Once the radius of the fundamental region is calculated, the points of the fundamental polygon are easy to calculate. In Dunham’s paper on hyperbolic symmetry, he outlines an approach of calculating the **fundamental region **(the dark grey triangle) and replicating that across the hyperbolic plane. In his model, there are 3 reflections required to tile the entire plane. The first reflects across a line and creates a triangular segment of the fundamental polygon. This triangle is then reflected across the hypotenuse of the fundamental region repeatedly to fill in the fundamental polygon. The the third reflection is applied across the hyperbolic line to generate the other tiles.
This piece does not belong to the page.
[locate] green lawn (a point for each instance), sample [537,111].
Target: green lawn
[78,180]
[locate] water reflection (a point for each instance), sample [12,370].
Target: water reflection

Dunham is interested in tessellating patterns across the hyperbolic plane whereas I’m solely interested in drawing the polygons themselves and not any kind of pattern inside the polygons as found in M.C. Escher’s work. As a result, I can simplify Dunham’s approach a bit. First though, we need to understand circle inversion.

Inversion by a circle follows a simple procedure:

- Draw a ray from the center of the circle O to the point A that is to be inverted
- Calculate the inverted point A’ via length(OA) * length(OA’) = R^2

In other words, the process of inverting by a circle simply sets up a proportion of the distance to the point to the inverse distance of the inverted point where the proportions are related by the radius of the circle.

Going back to generating the fundamental polygon, my approach is to simply mark out every 2π/p radians a point the appropriate distance away from the center. This generates the entire polygon but discards Dunham’s internal reflections within the polygon, which I don’t carry about anyway.

The next step is to invert the polygon across each edge of the polygon following the procedure for circle inversion just outlined. Once this is done, one level of the tessellation will be completed. To continue the tessellation, simply repeat the inversion process across all remaining edges.